Ketegangan antara pengusaha dan buruh terkait penetapan UMP ini bukanlah hal baru. Selama bertahun-tahun, pembahasan ini selalu menjadi agenda hangat, menciptakan dinamika yang tidak hanya melibatkan aspek ekonomi, tetapi juga sosial dan politik. Sementara buruh menganggap bahwa kenaikan yang mereka ajukan seharusnya dapat mengakomodasi daya beli masyarakat yang semakin berkurang, pengusaha berargumen bahwa kenaikan yang signifikan dapat membebani operasional dan daya saing perusahaan.
Di tengah persaingan yang ketat dan tantangan ekonomi yang meningkat, Pemprov Jatim diharapkan dapat menjalankan perannya secara adil. Hasan menambahkan bahwa nominal usulan UMP sekarang ini sudah berada di tangan Adhy Karyono, Pj Gubernur Jatim, yang diharapkan dapat mengambil keputusan bijak untuk mengakomodasi semua usulan yang ada.
Selain pembahasan nilai UMP, Disnakertrans Jatim juga telah mengedarkan surat kepada pemkab/pemkot untuk segera membahas usulan nilai Upah Minimum Kota (UMK). Usulan ini diharapkan sudah dapat disetor ke pemerintah provinsi pada pertengahan bulan Desember, tepatnya pada 15 Desember. Penetapan UMK sendiri dijadwalkan berlangsung pada 18 Desember, sebelum kemudian diputuskan oleh Pj Gubernur.

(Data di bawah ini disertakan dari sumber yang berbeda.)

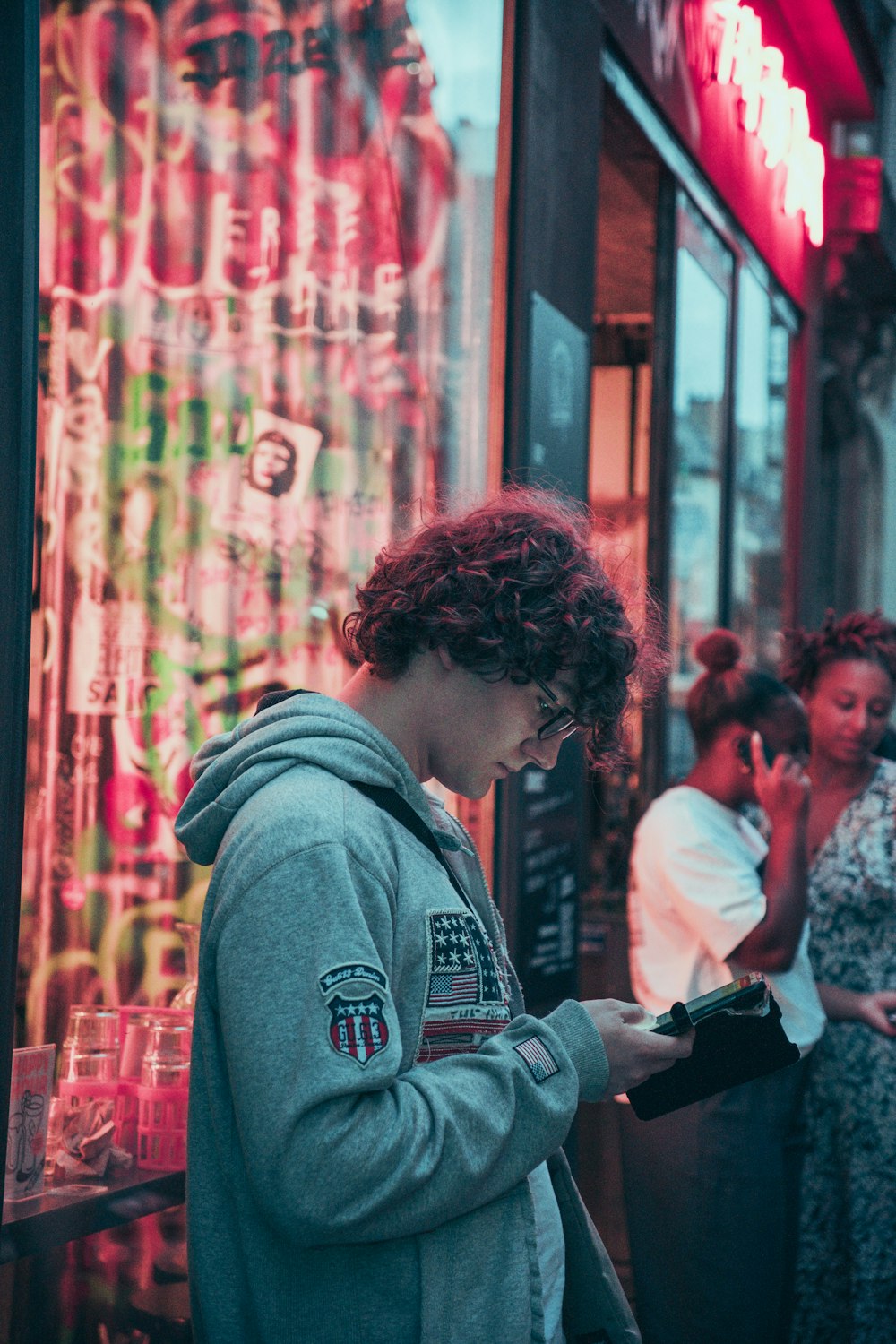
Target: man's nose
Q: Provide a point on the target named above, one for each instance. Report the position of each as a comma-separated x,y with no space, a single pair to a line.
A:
544,752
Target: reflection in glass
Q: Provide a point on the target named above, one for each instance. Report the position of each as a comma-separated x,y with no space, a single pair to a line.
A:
265,287
761,405
702,301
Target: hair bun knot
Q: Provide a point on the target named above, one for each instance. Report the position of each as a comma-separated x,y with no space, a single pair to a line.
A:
718,650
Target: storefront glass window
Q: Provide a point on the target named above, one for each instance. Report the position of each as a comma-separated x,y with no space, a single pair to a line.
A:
265,279
700,390
758,526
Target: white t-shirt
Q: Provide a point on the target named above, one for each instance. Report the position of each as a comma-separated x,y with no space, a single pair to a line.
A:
694,892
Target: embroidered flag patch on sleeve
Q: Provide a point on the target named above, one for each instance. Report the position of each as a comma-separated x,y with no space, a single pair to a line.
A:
538,1056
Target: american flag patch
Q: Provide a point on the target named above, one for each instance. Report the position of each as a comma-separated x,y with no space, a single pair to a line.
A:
465,994
538,1056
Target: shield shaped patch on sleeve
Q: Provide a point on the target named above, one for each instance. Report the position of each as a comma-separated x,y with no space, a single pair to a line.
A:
358,1027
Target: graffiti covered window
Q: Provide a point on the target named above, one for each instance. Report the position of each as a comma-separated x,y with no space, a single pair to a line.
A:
265,279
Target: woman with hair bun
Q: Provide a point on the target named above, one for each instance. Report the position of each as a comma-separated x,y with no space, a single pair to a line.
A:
711,1190
845,674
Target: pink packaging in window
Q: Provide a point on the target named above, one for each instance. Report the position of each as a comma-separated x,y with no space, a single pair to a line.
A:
30,1096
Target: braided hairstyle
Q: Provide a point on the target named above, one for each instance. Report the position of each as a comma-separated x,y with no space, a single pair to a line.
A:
728,691
866,636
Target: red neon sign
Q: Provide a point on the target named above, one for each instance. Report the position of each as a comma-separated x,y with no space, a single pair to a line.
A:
772,110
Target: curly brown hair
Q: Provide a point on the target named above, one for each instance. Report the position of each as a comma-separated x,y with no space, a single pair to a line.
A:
511,589
857,634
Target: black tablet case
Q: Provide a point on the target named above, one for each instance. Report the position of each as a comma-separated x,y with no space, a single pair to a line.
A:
728,1048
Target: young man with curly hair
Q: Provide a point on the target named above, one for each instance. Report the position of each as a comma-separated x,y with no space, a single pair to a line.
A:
375,1120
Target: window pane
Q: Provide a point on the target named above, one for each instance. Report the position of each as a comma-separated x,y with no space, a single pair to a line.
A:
761,405
697,461
265,281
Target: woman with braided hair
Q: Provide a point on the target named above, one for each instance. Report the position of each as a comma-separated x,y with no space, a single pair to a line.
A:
845,674
711,1190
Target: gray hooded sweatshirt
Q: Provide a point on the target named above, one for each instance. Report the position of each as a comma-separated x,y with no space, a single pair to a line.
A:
367,1094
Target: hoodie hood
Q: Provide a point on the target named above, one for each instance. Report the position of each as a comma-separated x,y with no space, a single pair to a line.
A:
304,730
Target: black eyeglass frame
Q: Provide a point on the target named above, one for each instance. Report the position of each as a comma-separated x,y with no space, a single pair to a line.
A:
563,723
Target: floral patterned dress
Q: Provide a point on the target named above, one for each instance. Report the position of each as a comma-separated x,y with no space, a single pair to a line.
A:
847,1268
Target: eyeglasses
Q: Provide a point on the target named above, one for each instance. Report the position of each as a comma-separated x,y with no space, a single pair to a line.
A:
563,723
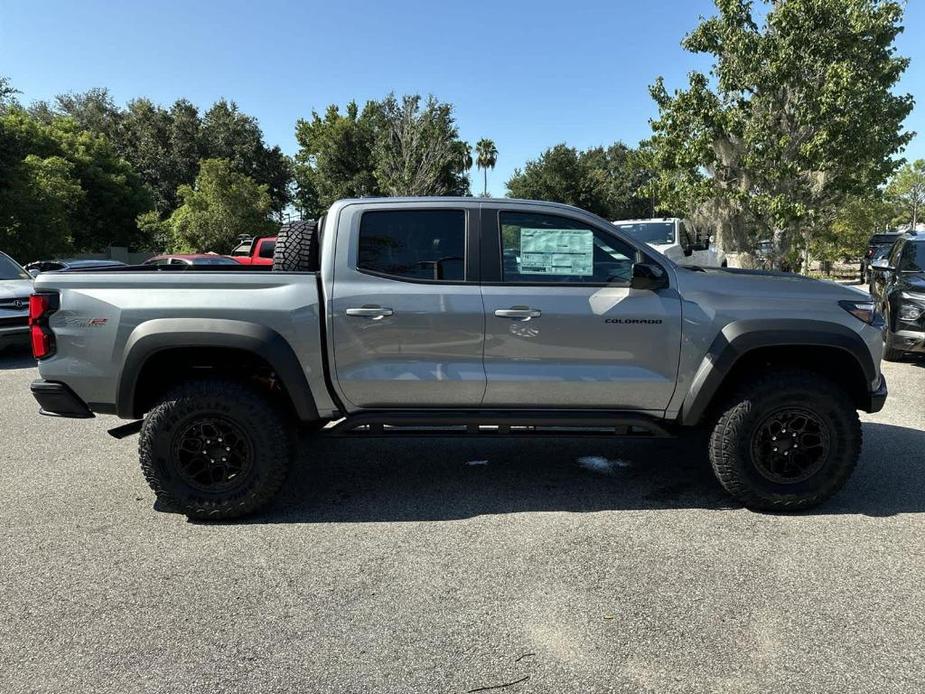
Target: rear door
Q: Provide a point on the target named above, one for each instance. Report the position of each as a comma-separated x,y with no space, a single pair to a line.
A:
408,322
563,329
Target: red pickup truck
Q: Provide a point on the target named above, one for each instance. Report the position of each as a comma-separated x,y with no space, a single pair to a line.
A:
257,251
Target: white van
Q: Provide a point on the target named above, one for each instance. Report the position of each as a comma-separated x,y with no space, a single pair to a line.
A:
671,237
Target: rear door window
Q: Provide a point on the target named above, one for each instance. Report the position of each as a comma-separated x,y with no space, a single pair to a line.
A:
549,249
913,257
267,247
414,245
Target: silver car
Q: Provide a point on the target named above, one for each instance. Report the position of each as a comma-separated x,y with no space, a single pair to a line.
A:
15,290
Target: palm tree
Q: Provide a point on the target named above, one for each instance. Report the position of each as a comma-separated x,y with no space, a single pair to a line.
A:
487,157
466,152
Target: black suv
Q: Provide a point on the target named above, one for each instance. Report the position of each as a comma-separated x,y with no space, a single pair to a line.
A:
876,243
903,296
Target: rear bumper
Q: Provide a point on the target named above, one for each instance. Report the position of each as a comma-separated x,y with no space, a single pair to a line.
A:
878,396
57,400
14,333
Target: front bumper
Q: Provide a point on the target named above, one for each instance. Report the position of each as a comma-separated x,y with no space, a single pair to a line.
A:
57,400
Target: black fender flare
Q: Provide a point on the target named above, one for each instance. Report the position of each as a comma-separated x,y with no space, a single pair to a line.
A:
739,338
161,334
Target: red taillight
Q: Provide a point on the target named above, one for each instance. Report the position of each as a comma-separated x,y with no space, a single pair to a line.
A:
40,307
42,342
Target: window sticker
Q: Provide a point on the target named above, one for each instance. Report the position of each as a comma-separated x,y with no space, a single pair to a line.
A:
557,252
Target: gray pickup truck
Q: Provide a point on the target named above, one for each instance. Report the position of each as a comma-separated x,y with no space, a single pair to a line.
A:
463,315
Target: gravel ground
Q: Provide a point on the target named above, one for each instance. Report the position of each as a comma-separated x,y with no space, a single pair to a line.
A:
448,565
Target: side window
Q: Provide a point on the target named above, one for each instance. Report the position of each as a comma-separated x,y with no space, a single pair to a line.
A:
894,254
686,240
414,244
913,257
557,250
267,248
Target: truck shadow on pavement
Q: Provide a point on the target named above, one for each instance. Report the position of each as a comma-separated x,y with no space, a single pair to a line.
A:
396,480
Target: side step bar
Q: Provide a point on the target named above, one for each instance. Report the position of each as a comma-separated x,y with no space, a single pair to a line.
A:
499,423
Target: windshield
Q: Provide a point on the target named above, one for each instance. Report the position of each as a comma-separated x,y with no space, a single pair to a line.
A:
913,257
10,270
650,232
217,260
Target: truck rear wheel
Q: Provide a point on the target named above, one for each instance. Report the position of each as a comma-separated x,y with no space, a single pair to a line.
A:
214,449
297,247
786,441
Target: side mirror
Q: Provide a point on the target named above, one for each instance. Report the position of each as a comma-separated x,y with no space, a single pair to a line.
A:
882,265
648,276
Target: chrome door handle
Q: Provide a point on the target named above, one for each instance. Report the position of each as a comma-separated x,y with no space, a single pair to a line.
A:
519,312
374,312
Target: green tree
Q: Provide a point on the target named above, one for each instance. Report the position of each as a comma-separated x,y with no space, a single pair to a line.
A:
7,94
798,114
854,222
417,150
93,110
486,158
221,205
907,189
335,157
65,189
606,181
165,146
227,133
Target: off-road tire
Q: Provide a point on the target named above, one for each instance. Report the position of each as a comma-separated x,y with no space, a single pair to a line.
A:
258,420
731,447
297,247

Melihat perbedaan yang tajam ini, tantangan bagi Pemprov Jatim adalah menciptakan solusi yang tidak hanya mencerminkan keseimbangan antara kepentingan buruh dan pengusaha, tetapi juga menjamin keberlanjutan ekonomi daerah. Dalam situasi ini, semua pihak diharapkan dapat berkontribusi untuk mencapai kesepakatan yang saling menguntungkan agar keadilan dalam dunia kerja dapat terwujud.